March 29, 2023 // All lifestyle // family
I’m not afraid of dying. Death is a part of life. It’s leaving my family behind that bothers me. They say that insurance is for after you’re gone, but it gives me great comfort now knowing I have something to leave my children. I know that it can be a safety net to help my family with unexpected estate taxes, debts, and medical expenses. I think of life insurance as a gift to my loved ones.
Several years ago, my brother, two sisters, and I were caring for our elderly parents. It was both a physically and emotionally difficult time in our lives. I was raised with caring, loving, overprotective parents as a young child. My mother and father were first-generation children from immigrant parents that migrated from Sicily. They grew up poor. My father, one of eight children, often told me the story of how, one year, he bought himself a Christmas present. He kept it under his bed wrapped until Christmas morning so that he had something to open on Christmas day because his family could not afford to buy gifts when he was a child.
After my parents married and started raising a family together, they saved money wisely. Family always came first. That was what they valued most. My father purchased life insurance for himself to ensure that our family would be financially secure if something happened to him. As the years passed and my siblings and I entered adulthood, my parents’ lifestyle changed. They became empty nesters, and my father retired from a job he had worked at for over forty years.

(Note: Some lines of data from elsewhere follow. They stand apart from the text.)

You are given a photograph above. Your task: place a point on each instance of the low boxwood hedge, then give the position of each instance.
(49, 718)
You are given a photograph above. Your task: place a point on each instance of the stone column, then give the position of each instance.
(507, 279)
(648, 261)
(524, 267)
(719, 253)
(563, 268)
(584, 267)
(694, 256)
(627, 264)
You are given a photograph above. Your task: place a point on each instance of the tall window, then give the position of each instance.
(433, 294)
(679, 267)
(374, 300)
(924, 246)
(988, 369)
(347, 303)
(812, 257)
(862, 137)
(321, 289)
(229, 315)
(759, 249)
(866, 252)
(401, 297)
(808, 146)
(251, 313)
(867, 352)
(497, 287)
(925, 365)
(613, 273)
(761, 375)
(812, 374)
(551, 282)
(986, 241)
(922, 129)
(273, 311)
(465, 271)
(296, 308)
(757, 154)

For many years, my parents traveled, enjoying their golden years. Both were pretty healthy, and this lasted for quite some time. But shortly after my father turned 90, we noticed a rapid decline in his cognitive skills. At one point, a policeman found him sitting in his car, lost, unable to remember where he lived. He was diagnosed with dementia, and it wasn’t long until his driver’s license was revoked. My father became forgetful and confused. He often wandered away from home, and neighbors would bring him back. Living at home became dangerous for him, and as his children, we needed to step in.

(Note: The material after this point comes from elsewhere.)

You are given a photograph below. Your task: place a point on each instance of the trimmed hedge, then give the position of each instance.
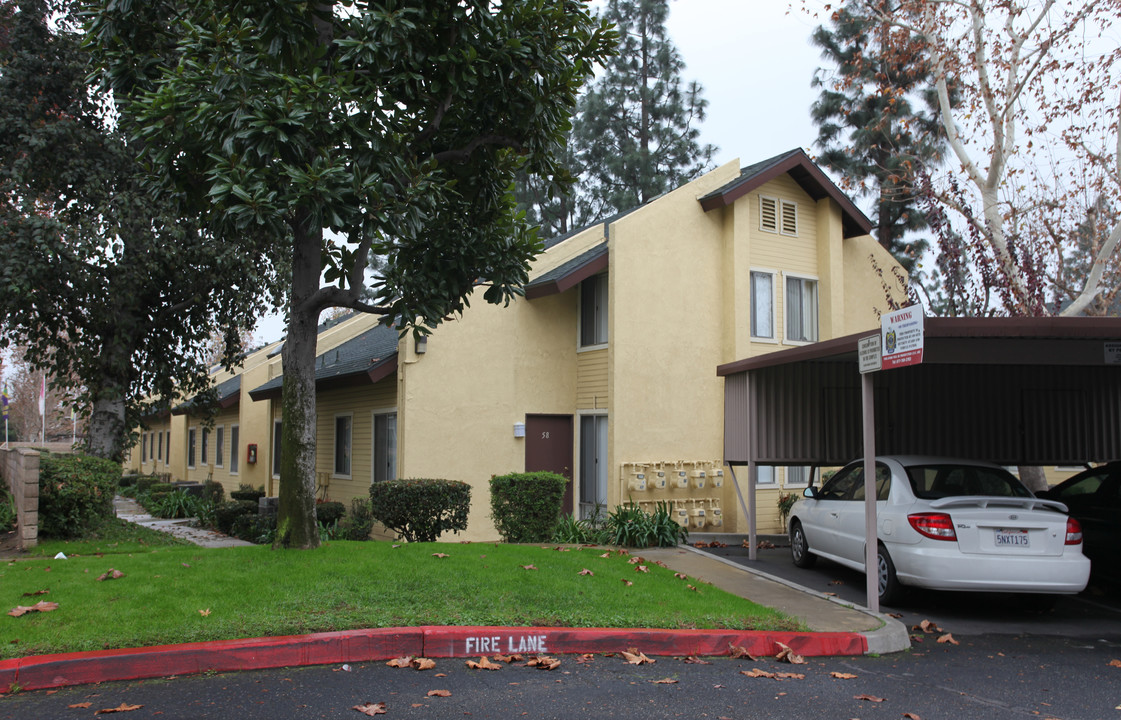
(420, 509)
(75, 492)
(526, 506)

From then on, life became challenging for them. Things would have gone smoother had my mother been on the same page regarding caring for my dad, but she wasn’t. She was diagnosed as bipolar and also had Alzheimer’s, which caused her to be very stubborn about accepting a caregiver into their home. After seven attempts at bringing in caretakers, we were forced to go another route.
Originally, my older sister and brother were granted power of attorney over my parent’s estate, but now that my parents were not of sound mind, we needed to go to court and gain legal guardianship. This meant hiring a lawyer and an accountant, which was costly but necessary. Fortunately, we were able to use the accumulated cash value of my father’s life insurance policy to help pay for these unexpected expenses.
Thanks to my father’s financial decisions when he was of sound mind, we could get them both into an assisted living facility and provide the proper care they needed. My father was a very proud man, and I know it would have bothered him to see his children struggle financially to care for him.
Having lived through this scenario with my parents, I knew that life insurance would eliminate the burden of my children having to pay for unexpected costs in the future. And if they don’t need to access it to pay for care as I age, they’ll receive it as a gift from me after I pass.
Yes, life insurance can be seen as a gift, leaving your children or grandchildren with an unexpected inheritance. You can create some financial freedom or aid they will remember you by. This inheritance can be used for continuing their education, finally taking that vacation, or even purchasing a new home for themselves. However, it can also be a gift to yourself that brings you peace of mind, no matter what lies ahead.